Preso três vezes pelos crimes de tráfico de drogas, associação criminosa e homicídio, Gilmar explica que chegou a não ter esperança na vida, principalmente porque dentro das penitenciárias o crime e o consumo de drogas é muito comum. “Tudo que eu tinha construído se acabou. É como se a droga me consumisse e eu não tinha mais forças para tentar me libertar”.
Dentro da Penitenciária Professor Barreto Campelo, em Itamaracá, no Litoral Norte de Pernambuco, no mesmo lugar onde se viu sem rumo, Gilmar tirou forças para se livrar do vício. “Eu estava muito drogado em uma certa noite e ali eu comecei a falar não queria mais aquilo para mim. Essa noite foi inesquecível porque há três anos eu não uso mais nada”, celebra o ex-dependente químico.
Longe das salas de aula e fora do mercado de trabalho, os ex-usuários de drogas lidam diariamente com o preconceito e a falta de oportunidades.

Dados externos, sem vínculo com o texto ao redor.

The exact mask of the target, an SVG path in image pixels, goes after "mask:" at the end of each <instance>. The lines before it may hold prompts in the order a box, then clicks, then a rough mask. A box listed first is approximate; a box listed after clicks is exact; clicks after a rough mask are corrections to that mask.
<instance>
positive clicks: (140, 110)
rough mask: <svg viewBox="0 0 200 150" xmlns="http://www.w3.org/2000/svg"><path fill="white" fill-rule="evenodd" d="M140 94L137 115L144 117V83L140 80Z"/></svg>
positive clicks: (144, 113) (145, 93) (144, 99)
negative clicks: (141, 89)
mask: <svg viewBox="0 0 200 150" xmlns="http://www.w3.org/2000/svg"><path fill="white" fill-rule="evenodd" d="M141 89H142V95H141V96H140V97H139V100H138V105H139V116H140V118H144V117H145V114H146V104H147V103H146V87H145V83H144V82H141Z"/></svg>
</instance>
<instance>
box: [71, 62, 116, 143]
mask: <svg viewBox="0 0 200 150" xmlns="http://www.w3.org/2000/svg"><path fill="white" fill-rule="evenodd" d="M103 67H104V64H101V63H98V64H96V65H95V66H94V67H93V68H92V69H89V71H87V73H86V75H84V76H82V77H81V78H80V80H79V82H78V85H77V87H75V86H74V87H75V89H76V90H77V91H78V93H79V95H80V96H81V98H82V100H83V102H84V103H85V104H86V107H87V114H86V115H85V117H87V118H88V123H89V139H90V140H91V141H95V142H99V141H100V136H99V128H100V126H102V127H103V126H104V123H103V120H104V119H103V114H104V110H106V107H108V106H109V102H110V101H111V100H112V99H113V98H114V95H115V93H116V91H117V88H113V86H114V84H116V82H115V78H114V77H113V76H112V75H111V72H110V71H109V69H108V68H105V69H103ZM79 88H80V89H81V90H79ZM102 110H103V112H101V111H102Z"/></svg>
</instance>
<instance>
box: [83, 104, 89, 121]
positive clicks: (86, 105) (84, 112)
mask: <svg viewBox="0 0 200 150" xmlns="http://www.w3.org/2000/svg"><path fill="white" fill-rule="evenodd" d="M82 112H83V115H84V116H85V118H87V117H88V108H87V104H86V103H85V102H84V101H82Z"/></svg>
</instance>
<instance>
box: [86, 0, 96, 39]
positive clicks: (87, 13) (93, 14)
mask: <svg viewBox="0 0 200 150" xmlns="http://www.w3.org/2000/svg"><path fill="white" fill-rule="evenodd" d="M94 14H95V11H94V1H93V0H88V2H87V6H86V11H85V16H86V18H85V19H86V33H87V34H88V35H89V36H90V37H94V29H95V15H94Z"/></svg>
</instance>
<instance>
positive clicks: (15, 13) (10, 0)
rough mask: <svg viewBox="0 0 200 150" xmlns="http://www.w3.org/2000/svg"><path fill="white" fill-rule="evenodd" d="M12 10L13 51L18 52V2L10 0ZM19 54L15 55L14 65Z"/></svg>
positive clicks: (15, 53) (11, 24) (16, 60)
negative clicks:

A dependência química afeta cerca de 5% da população brasileira, índice que representa mais de 8 milhões de pessoas. Há tratamentos na rede de saúde pública, mas reinserir essas pessoas no mercado profissional ainda é um tabu.
Para o diretor regional do Serviço Nacional de Aprendizagem Industrial em Pernambuco (Senai), Sérgio Gaudêncio, não há essa facilidade para o mercado de trabalho, mas muitas empresas reservam vagas especiais para esse público. “O preconceito existe, mas tenho percebido que isso vem mudando com os tempos. A participação dos que já foram dependentes de droga é fundamental nesse processo. Eles precisam reivindicar esses espaços que precisam ser deles também”, disse.
Ao todo, 460 pessoas foram beneficiadas por esta parceria entre a Secretaria Executiva de Políticas sobre Drogas (Sepod) da PCR e o Senai, que ofereceu cursos de mantenedor de sistemas automatizados, eletricista industrial, operador de computador, panificação e pedreiro de alvenaria. As aulas foram realizadas em unidades móveis do Senai, na escola Senai de Areias e no Instituto dos Cegos.